In a recent lawsuit, Wells Fargo was ordered to pay more than $22 million to a former securities managing director after he was laid off after requesting disability accommodations. In the case, Billesdon v. Wells Fargo Securities, Inc., the employee’s disability needs prompted him to request continued work-from-home accommodations after pandemic restrictions ended and employees were requested to return to the office. His managers refused and later terminated the employee’s role. In this case, the jury determined that Wells Fargo was liable for failing to provide reasonable accommodation and unlawful retaliation.

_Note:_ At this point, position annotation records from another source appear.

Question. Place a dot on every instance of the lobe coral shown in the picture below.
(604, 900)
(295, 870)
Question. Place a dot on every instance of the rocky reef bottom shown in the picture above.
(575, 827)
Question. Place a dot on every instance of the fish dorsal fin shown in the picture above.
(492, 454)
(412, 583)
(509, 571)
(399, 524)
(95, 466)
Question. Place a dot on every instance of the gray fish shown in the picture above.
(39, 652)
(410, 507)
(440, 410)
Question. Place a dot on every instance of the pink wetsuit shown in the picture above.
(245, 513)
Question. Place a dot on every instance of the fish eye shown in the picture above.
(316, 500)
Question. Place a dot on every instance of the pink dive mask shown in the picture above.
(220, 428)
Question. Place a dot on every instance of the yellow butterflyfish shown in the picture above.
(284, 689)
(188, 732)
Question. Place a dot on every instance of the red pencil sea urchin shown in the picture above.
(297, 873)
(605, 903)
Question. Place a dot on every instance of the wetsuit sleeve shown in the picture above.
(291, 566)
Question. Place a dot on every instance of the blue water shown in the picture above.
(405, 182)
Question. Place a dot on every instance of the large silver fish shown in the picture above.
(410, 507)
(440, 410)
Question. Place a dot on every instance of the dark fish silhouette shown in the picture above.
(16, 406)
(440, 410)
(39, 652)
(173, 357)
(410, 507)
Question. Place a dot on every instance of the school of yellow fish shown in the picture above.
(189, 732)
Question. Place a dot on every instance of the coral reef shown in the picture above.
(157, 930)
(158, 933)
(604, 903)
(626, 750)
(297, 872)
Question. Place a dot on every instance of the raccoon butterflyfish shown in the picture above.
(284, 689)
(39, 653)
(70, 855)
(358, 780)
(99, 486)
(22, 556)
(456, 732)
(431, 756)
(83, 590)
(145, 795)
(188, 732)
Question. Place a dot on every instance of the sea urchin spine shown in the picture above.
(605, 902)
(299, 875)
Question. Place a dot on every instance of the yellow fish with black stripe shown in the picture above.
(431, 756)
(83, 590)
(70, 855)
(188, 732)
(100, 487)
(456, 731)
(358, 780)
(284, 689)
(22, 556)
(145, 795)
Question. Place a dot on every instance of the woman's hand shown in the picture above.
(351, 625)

“He was awarded $6 million in compensatory damages for back pay and $14 million for future lost earnings. The jury awarded $100,000 for emotional distress, $1 million for punitive damages under the ADA, and $1 million under N.C. state law.”
This case is a stern warning for all employers that ADA accommodation requests must be taken seriously. The ADA requires employers to provide reasonable accommodations for workers with disabilities and prohibits discrimination based on disability. Instead of resisting accommodation requests, if the appropriate accommodation is not obvious, employers should view ADA accommodation requests as a flexible, interactive process to arrive at the best outcome for the employee and the employer. A rigid and retaliatory approach only serves to land companies in a contentious, public, and expensive legal battle.